Beardy's and Okemasis' Cree Nation
- People: Willow Cree
- Treaty: Treaty 6
- Headquarters: Duck Lake
- Province: Saskatchewan

Land
- Main reserve: Beardy's & Okemasis' 96 & 97
- Reserves: 96 & 97A; 96 & 97B; 96 & 97C; Willow Cree;
- Land area: 203.46 km^{2} (78.56 sq mi)

Population (2019)
- On reserve: 1354
- Off reserve: 2184
- Total population: 3538

Government
- Chief: Edwin Ananas
- Council: Jeremy Seeseequasis, Sheryl Okemaysim, Delano Mike, Warren Seesequais, Marie Neubuhr, Kurt Seesequasis

Tribal Council
- Independent.

Website
- bofn9697.com

= Beardy's and Okemasis' Cree Nation =

Indigenous Canadian peoples

Beardy's and Okemasis' Cree Nation is a Cree First Nations band government in Saskatchewan, Canada. Their reserves include:

- Beardy's & Okemasis' 96 & 97
- Beardy's & Okemasis' 96 & 97A
- Beardy's & Okemasis' 96 & 97B
- Beardy's & Okemasis' 96 & 97C

==History & Etymology==

The nation is named for Willow Cree Chiefs Beardy (kâmiyescawesit (Kah-mis-cho-wey-sit), "one who has a little beard") and Okemasis (okimâsis, "little chief", diminutive of okimâw). Together, they led two-thirds of the Willow Cree band and settled west of Duck Lake prior to the signing of Treaty 6 in 1876. With adjoining reserves, the two bands have since merged into a single First Nation. The Cree name for this combined reserve is ᓃᐱᓰᐦᑯᐹᐏᔨᓃᓈᕽ nîpisîhkopâwiyinînâhk, "among the Willow Cree".

The remaining Willow Cree today form the One Arrow First Nation.

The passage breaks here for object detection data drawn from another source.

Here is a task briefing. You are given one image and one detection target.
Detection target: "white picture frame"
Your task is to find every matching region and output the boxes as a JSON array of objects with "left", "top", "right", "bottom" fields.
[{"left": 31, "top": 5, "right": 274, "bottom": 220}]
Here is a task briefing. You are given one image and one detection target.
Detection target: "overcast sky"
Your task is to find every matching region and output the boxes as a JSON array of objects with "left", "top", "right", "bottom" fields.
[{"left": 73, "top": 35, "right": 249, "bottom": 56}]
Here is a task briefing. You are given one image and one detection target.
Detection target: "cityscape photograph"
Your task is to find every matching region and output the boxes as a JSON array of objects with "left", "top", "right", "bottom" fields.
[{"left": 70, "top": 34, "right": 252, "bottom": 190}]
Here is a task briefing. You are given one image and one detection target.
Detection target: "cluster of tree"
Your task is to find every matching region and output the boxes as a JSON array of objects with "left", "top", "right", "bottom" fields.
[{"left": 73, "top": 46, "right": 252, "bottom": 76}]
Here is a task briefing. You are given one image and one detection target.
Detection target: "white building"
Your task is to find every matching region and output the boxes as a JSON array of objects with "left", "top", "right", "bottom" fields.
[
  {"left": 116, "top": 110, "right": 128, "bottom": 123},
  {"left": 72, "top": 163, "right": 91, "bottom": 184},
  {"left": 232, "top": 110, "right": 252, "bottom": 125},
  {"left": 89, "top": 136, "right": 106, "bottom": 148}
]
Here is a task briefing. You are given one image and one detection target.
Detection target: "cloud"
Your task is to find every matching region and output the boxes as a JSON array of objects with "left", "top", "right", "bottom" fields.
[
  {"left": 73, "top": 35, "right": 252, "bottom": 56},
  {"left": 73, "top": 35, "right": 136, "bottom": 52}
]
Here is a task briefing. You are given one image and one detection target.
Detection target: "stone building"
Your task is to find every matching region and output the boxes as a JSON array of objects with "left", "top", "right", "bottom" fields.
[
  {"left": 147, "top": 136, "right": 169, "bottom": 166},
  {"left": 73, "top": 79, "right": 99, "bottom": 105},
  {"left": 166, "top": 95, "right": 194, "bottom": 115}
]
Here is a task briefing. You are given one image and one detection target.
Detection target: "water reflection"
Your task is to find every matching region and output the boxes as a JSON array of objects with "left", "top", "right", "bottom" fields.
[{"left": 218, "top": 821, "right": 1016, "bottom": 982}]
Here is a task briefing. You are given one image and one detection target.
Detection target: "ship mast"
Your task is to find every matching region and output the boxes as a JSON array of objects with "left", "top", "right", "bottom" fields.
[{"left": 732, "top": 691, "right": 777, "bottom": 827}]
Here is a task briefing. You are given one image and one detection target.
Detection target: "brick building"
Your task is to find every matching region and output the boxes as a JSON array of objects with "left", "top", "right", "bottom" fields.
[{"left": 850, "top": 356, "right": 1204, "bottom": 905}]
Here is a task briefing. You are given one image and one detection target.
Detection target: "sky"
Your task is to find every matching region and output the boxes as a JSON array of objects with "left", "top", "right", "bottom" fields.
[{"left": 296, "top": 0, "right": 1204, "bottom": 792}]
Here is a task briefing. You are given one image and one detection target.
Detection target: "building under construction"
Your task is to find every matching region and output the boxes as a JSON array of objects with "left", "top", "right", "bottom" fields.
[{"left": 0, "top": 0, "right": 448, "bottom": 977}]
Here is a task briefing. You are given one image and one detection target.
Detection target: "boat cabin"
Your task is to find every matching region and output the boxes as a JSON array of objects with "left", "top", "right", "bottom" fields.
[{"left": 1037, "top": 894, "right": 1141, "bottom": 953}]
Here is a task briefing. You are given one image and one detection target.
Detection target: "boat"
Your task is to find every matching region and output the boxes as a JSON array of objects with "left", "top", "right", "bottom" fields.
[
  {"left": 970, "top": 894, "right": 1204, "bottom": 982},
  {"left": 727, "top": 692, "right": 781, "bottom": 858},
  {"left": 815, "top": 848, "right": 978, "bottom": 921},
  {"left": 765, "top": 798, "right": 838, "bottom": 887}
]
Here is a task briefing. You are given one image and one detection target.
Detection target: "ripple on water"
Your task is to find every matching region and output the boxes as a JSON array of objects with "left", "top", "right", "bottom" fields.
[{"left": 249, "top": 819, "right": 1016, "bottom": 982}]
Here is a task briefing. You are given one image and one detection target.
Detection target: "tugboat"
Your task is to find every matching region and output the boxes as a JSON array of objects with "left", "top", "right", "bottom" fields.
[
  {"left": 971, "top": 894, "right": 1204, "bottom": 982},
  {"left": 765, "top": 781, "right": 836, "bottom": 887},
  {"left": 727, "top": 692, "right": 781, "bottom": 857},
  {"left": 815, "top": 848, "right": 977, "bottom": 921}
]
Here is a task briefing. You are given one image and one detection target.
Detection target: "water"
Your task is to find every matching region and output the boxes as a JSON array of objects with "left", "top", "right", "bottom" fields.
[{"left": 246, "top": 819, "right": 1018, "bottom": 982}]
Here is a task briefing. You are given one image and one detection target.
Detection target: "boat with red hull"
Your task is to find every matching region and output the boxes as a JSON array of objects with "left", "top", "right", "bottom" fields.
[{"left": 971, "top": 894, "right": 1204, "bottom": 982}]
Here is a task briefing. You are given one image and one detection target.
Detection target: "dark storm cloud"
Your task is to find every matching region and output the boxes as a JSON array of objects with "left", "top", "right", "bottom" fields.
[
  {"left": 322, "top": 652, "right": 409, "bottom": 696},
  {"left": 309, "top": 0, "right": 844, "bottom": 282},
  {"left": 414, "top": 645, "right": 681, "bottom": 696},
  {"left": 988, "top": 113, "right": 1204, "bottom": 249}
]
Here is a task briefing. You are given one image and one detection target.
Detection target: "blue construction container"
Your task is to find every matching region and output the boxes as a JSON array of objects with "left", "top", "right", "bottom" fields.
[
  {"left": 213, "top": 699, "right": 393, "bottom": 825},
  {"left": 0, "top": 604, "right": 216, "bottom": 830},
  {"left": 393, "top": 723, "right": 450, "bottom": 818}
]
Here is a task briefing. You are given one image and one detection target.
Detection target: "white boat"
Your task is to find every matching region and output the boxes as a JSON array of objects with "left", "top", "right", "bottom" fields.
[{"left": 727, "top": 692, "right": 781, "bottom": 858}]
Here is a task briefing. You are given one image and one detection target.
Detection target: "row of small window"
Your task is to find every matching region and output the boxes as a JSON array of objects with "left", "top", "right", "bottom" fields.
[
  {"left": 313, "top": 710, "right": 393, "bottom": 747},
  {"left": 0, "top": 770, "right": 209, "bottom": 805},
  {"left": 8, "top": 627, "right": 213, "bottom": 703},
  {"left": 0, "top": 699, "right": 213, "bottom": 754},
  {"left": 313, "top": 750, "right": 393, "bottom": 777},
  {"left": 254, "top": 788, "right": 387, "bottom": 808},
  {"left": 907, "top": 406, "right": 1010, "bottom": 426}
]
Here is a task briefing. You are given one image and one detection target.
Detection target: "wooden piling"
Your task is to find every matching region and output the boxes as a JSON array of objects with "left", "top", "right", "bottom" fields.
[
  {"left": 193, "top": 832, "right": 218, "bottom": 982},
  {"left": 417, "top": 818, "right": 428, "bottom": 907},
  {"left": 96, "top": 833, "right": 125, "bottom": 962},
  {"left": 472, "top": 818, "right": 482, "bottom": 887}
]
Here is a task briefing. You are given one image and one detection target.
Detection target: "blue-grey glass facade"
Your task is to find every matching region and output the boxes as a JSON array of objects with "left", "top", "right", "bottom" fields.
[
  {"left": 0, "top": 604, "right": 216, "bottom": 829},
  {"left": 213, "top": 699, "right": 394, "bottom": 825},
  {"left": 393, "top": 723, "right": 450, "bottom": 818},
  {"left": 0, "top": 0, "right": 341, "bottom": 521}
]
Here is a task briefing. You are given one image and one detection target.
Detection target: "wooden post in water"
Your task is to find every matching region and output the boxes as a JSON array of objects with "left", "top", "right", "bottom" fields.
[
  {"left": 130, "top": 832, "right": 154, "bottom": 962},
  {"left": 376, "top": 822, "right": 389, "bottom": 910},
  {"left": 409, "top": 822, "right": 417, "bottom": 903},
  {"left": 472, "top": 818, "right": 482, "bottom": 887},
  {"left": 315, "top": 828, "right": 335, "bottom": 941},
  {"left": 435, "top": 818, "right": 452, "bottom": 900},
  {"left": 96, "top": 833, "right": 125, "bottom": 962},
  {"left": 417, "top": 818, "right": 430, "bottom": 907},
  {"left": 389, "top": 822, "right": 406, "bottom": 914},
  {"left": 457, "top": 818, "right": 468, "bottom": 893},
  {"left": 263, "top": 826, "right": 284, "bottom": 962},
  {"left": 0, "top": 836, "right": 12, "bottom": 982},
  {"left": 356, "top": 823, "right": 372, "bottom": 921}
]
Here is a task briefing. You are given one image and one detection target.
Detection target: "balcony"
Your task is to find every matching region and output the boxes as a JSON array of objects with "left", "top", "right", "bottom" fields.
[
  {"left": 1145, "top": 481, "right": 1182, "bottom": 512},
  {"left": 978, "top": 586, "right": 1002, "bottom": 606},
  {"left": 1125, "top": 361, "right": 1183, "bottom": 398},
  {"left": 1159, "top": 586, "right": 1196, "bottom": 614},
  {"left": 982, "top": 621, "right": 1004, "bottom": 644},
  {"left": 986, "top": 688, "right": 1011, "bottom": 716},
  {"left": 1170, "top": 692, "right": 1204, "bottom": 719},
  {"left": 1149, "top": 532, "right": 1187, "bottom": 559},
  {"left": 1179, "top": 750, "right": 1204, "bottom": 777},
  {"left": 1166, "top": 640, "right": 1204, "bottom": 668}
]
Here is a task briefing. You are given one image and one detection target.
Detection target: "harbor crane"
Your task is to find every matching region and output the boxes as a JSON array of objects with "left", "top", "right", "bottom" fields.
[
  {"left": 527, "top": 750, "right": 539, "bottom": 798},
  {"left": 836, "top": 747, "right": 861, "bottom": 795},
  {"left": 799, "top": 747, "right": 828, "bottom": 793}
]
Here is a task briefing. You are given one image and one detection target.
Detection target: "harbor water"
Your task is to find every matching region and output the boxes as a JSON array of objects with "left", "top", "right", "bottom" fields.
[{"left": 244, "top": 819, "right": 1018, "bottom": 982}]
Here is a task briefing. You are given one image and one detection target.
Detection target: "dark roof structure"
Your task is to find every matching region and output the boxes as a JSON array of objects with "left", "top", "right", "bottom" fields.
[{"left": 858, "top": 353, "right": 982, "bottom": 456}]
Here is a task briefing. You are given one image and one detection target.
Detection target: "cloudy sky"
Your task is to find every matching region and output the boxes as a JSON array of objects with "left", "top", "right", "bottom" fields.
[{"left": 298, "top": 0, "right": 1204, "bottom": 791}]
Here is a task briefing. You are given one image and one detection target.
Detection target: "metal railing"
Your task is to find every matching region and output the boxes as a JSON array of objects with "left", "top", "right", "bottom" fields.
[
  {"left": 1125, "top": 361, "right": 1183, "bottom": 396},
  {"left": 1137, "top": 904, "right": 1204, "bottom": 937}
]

The Willow Cree are a sub-group of the Plains Cree tribe located today in the geographic regions of the Saskatchewan parklands, situated on the southern edge of the Boreal Forest and northern edge of the Great Plains, also situated between the North Saskatchewan and South Saskatchewan Rivers.